The minister, who styled herself the passenger-in-chief, said: “For far too long, passengers have faced unacceptable levels of delays, cancellations and unreliability under a fragmented, privatised system – but not on my watch.”
Her watch was to last less than a day. Within hours of the announcement, Ms Haigh had resigned after revelations about a fraud case involving a mobile phone. Her replacement as transport secretary is Heidi Alexander. Within six days, the new incumbent has revealed the first three train operators to be brought back into public ownership.
“Starting with journeys on South Western Railway [SWR], we’re switching tracks by bringing services back under public control to create a reliable rail network that puts customers first,” said Ms Alexander.
SWR is the busy and complex operation running from London Waterloo to the southwest suburbs of the capital into Surrey, Hampshire, Berkshire and Dorset. One route makes it as far as Exeter in Devon, and SWR also runs the short line on the Isle of Wight.
By May 2025, First Group and MTR (which runs the Hong Kong Metro) will be on a one-way journey to railway oblivion. Within a few months, two more train operators will be on their way out: C2C, shuttling between London and south Essex; and Greater Anglia, a big network that covers East Anglia and includes the Stansted Express.
The government promises:
“Our broken railways are finally on the fast track to repair,” says Ms Alexander.
If the giant First Group, with decades of experience as a transport operator, and a vast Asian enterprise are being kicked out, who will be running the show?
The DfT, which is currently already in charge of some leading train operators: LNER, Northern, Southeastern and TransPennine Express. They are currently in the hands of an organisation catchily called “DfT Operator of Last Resort Holdings Ltd”. The term “Last Resort” does not radiate self-confidence, and the civil servants will henceforth be known as DfT Operator Ltd.
What will passengers notice? They will travel on the same rolling stock (including the new £1bn fleet of Arterio trains), with the same staff, and anyone buying an Advance ticket need not worry: it will be valid as expected whether the operation is in private or public hands.

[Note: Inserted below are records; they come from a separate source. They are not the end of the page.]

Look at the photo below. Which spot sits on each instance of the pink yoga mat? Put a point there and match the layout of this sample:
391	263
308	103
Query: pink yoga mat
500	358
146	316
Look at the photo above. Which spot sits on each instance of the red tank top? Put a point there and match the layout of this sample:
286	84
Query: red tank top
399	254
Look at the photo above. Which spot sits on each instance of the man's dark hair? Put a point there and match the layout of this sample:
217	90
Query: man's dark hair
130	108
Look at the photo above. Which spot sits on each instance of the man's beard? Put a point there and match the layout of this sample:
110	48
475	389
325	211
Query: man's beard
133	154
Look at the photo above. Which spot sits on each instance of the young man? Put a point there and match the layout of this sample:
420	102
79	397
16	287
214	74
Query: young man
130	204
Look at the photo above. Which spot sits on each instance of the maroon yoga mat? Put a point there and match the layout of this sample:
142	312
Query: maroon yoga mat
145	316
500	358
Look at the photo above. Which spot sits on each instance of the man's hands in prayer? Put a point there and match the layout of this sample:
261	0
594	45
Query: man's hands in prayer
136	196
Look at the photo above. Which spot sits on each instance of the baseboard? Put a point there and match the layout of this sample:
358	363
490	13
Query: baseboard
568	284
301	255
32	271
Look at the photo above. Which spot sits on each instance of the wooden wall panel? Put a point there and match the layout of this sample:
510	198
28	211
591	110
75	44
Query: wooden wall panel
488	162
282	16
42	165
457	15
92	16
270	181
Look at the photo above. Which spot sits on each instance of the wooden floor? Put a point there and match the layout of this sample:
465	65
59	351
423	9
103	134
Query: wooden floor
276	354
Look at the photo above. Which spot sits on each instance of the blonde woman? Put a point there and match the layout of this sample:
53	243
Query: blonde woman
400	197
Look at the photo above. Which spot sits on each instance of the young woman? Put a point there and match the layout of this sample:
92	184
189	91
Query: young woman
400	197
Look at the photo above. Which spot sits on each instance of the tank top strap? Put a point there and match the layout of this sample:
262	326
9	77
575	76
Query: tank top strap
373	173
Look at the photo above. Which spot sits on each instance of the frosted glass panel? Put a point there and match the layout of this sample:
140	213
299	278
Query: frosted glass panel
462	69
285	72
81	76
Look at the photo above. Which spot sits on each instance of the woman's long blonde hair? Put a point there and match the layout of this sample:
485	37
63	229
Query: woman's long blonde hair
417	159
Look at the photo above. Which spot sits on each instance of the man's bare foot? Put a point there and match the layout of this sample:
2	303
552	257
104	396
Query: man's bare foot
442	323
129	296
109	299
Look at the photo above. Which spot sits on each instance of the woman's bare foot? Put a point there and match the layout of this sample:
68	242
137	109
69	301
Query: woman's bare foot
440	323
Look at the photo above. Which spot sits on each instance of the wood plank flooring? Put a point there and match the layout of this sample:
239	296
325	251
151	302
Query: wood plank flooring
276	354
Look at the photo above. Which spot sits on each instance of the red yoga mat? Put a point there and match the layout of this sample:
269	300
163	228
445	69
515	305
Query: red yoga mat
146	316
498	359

The only tangible change, according to the government, will be fewer delays and cancellations. In the words of Mick Whelan, general secretary of the train drivers’ union, Aslef: “We are going to see the wheels and the steel put back together, an end to the failed fragmentation of our network.”

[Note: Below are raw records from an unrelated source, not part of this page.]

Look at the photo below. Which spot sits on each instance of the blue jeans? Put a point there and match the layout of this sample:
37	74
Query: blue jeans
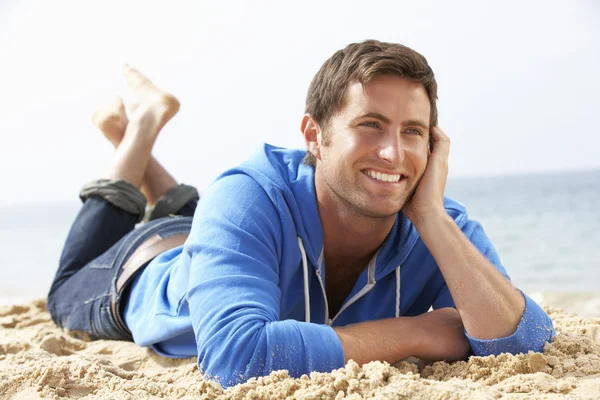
102	238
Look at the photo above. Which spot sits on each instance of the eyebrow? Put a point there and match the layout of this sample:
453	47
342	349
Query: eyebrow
384	119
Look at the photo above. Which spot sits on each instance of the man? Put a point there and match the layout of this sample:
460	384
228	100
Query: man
297	260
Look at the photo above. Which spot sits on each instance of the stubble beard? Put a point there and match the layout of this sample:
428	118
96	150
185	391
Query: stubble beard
356	199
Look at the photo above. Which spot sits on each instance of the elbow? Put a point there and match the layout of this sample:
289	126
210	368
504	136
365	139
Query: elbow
532	334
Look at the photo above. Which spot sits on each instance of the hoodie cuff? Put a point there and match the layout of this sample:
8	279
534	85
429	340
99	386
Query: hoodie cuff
302	348
534	330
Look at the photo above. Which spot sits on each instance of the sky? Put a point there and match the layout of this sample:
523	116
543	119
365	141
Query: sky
518	80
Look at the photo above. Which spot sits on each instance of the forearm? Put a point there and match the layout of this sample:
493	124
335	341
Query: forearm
388	340
489	305
436	335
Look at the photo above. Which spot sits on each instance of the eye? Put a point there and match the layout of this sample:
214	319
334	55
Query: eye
370	124
413	131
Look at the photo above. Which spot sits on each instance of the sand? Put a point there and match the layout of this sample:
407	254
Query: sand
38	360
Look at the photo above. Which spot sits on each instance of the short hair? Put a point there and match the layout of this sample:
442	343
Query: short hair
362	62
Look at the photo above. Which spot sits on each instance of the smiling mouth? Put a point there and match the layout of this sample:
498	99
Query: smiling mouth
381	177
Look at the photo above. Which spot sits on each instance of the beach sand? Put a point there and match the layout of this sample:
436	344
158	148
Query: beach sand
38	360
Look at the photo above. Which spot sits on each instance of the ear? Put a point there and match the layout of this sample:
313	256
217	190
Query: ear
312	135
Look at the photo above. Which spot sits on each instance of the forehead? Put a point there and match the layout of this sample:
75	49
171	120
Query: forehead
394	97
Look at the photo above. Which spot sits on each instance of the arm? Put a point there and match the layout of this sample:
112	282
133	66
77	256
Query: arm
433	336
489	305
233	294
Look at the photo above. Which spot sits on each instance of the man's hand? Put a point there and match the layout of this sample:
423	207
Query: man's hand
436	335
443	336
428	198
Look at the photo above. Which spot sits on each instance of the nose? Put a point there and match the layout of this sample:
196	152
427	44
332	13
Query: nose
392	150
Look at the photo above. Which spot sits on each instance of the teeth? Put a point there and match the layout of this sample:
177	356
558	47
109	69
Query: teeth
383	177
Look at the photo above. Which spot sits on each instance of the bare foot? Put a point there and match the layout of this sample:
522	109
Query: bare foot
145	98
112	121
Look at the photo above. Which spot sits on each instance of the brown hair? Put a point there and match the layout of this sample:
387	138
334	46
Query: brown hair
362	62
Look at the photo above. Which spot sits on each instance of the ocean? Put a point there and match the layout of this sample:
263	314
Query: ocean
546	228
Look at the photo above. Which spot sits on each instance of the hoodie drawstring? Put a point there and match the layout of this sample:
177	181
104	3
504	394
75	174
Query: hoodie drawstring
306	288
398	291
305	273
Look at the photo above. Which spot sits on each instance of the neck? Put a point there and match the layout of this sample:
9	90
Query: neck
348	234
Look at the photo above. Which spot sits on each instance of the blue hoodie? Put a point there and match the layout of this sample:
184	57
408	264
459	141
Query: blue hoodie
246	291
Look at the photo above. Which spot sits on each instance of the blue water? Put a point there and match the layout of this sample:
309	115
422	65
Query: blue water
546	229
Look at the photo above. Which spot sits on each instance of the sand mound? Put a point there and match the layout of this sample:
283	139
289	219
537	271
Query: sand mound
38	360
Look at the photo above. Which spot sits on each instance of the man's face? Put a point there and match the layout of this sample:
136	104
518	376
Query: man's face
377	147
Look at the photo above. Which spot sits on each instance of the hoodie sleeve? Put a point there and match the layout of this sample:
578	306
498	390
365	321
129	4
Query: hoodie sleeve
233	294
535	327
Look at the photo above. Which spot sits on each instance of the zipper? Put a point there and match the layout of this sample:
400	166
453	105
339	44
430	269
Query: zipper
366	289
320	279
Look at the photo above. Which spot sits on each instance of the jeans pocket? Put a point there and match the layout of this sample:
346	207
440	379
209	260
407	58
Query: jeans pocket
105	326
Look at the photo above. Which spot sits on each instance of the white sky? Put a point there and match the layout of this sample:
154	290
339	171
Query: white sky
518	80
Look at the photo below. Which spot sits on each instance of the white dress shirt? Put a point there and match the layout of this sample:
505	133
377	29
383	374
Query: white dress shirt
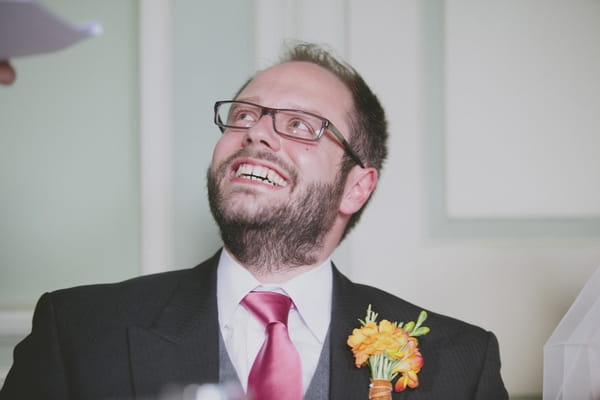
307	324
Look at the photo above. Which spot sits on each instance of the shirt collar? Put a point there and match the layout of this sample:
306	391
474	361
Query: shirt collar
310	291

The track is already government-owned and operated in the shape of Network Rail, another offshoot of the DfT. Bring the trains into public ownership, the theory goes, will mean “rebuilding a system that the British public can trust and be proud of again.” Soon “one directing mind” will take charge. Just as British Rail did until the 1990s, Great British Railways will run the show.

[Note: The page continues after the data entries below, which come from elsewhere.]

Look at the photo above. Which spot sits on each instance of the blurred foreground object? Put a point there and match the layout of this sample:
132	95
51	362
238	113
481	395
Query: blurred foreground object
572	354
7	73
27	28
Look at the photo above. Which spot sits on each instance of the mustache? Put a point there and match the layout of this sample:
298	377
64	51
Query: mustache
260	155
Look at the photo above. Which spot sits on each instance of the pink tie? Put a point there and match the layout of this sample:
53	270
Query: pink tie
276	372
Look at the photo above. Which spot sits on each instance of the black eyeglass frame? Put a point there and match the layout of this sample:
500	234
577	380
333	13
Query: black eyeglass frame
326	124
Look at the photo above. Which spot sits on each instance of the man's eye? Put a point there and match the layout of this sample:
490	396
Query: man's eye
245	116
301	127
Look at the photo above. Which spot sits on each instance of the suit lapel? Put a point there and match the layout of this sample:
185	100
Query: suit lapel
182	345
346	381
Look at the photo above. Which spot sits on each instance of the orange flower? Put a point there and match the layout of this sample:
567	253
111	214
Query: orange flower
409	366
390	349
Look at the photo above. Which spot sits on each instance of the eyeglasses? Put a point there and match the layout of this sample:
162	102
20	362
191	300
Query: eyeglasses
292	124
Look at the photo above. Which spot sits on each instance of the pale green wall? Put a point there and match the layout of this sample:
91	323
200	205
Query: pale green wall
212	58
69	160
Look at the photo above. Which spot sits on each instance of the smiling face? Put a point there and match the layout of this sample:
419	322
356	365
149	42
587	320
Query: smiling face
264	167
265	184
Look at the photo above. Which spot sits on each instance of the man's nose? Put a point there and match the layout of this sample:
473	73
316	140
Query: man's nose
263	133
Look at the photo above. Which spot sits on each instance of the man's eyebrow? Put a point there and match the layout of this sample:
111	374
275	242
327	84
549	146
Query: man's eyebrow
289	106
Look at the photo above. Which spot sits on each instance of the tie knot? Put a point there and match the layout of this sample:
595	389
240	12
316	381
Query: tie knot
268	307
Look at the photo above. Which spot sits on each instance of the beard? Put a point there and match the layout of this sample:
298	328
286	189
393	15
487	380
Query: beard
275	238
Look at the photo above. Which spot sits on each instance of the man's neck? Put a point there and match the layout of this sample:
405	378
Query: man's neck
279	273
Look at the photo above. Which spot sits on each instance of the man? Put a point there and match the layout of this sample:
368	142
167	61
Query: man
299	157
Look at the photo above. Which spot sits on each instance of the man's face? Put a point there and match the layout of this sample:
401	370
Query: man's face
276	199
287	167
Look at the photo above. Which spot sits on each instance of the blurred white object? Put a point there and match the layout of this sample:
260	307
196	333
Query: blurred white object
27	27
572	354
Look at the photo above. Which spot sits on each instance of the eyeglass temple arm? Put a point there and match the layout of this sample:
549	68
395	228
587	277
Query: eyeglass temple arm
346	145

Thank you for assimilating that weighty organisational flow chart. It is necessary to understand the government’s belief about the UK’s precarious railway: get the structure right and the rest will follow.
The travelling public has been led to believe nationalisation will be a magic wand – that things can only get better under the new arrangements. As someone who has always depended on rail, I fervently hope ministers and unions prove correct. But I am also conscious that the £150m in savings is only a fraction over one per cent of the total subsidy paid by taxpayers to keep trains running – currently amounting to £400 per second.
To start the assessment: I look forward to comparing the latest delay and cancellation figures for SWR’s main line, for the four weeks to 12 October, with the same spell in 2025.
Two simple metrics: this year, one in 23 trains was cancelled, and one in 25 was delayed by at least a quarter of an hour.
That’s a lot of upset passengers. We will be holding ministers to account.